In the end, we managed to get the paint (which cost $250 for just two small rooms), rescheduled the generator guy and got about half of the household good we needed. I’m told that’s about par for the course around here – schedule three things, but only do one or two.

As tiring as it was, it was fun. I think it beats a trip to Wal Mart anyday.

Tuesday, October 13, 2009

Some quickies...

It's a Small World
Last night at dinner, I heard what seemed to be an American English accent saying, 'Kelly, is that you?' Shocked that anyone knew me here, I surprisingly said 'Yes'. Sure enough, they too were an expat family from Washington DC living in Dakar since last December. Julie explained that word has gotten out through the expat community in Dakar that 'a nice American pregnant white woman named Kelly' has just arrived in Dakar. We spent some time talking with her and her family.

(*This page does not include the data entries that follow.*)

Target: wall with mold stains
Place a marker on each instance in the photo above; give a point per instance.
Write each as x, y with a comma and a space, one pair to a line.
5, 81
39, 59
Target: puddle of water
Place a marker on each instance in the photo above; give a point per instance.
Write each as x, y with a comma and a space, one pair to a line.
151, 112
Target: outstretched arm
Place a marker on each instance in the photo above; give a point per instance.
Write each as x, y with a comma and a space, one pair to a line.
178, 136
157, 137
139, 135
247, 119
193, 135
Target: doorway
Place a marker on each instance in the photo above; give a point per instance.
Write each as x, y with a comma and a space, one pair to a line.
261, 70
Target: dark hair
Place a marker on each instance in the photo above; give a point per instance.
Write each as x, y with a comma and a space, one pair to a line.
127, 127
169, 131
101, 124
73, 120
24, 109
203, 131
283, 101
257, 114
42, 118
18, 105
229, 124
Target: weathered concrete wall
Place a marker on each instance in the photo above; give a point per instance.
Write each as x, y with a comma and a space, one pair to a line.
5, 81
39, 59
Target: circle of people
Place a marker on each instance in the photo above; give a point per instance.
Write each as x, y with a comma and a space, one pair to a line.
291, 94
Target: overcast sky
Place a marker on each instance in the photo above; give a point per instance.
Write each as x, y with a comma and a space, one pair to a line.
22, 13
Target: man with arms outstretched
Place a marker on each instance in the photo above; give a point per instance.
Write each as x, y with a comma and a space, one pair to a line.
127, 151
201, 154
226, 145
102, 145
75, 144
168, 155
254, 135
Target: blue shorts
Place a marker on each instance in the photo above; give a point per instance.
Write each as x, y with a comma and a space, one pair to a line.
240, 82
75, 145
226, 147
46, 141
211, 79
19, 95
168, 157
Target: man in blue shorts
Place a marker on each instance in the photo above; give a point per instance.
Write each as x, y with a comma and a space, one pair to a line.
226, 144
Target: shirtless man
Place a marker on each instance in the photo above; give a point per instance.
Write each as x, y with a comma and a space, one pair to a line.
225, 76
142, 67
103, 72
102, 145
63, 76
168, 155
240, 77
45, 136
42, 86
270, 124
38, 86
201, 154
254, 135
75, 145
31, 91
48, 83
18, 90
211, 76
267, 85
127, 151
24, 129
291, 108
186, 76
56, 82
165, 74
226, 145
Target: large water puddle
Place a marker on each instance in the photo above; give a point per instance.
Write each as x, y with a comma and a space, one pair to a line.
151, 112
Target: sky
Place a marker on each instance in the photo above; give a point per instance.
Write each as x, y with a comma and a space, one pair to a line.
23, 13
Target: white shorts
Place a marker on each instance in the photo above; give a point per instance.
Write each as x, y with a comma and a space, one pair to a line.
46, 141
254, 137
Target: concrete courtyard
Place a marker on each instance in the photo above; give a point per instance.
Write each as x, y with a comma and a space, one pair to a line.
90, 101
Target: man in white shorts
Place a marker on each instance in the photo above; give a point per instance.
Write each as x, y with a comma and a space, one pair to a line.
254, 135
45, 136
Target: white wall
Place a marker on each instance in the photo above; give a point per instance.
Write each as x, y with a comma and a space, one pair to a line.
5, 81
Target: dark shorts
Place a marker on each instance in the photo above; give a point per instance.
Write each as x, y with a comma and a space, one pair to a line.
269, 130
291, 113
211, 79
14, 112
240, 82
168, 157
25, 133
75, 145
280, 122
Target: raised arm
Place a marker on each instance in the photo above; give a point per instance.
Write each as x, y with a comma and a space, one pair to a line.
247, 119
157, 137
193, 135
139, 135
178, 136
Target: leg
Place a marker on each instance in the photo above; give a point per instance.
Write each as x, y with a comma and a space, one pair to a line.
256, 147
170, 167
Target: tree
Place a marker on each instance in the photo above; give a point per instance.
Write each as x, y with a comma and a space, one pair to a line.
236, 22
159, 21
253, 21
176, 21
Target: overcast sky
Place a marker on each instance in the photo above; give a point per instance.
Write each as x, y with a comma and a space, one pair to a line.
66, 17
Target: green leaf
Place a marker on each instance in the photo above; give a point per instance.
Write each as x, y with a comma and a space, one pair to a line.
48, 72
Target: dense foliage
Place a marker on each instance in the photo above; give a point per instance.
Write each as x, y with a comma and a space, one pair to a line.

Coincidentally, she happens to be a mid-wife here in Dakar; we are setting up prenatal classes with her.

Small Accomplishments
Today was the first day I ate at a restaurant without Rich, who translates the menu and orders for me in French.
I was determined to give it a try by myself. I went to a lunch cafe that we have been to a few times. On the drive there, I practiced ordering my large bottle of water, nem, and falafel sandwich.
Sure enough, when the waitress came over I said 'Bonjour. Ca va? Je voudrais un grande bouteille de l'eau, et falafel, et un nem. ' I'm not sure how good my accent was but she seemed to understand as she said, 'Merci' and left with a smile. I let out a big sigh of relief and an incredible sense of accomplishment came over me.
Now don't be mad mom, but it seems I forgot my manners. The only thing I forgot to say was please, rather 'sil vous plait'.
Next time.

The Twinnies are Kicking
The last two days have been quite exciting. The boys have been moving and kicking up a storm. I have felt some subtle internal kicks for a few weeks, but today as I sat down with my hands crossed on my tummy, I felt a big kick on my hand. At first it scared me and I immediately jumped and pulled my hand away....forgetting for a moment that it was a growing baby inside.

Sunday, October 11, 2009

Keep the Cannibals Away


“Coconut trees are good because they keep the cannibals away,” said our new friend Samba, a tall man with a brightly-colored woolen cap who insisted on helping with our purchase of plants at the outdoor nursery.
“You will like living in Senegal, but it is important to learn our philosophy so that when you return to America you can teach your friends and family there,” he said.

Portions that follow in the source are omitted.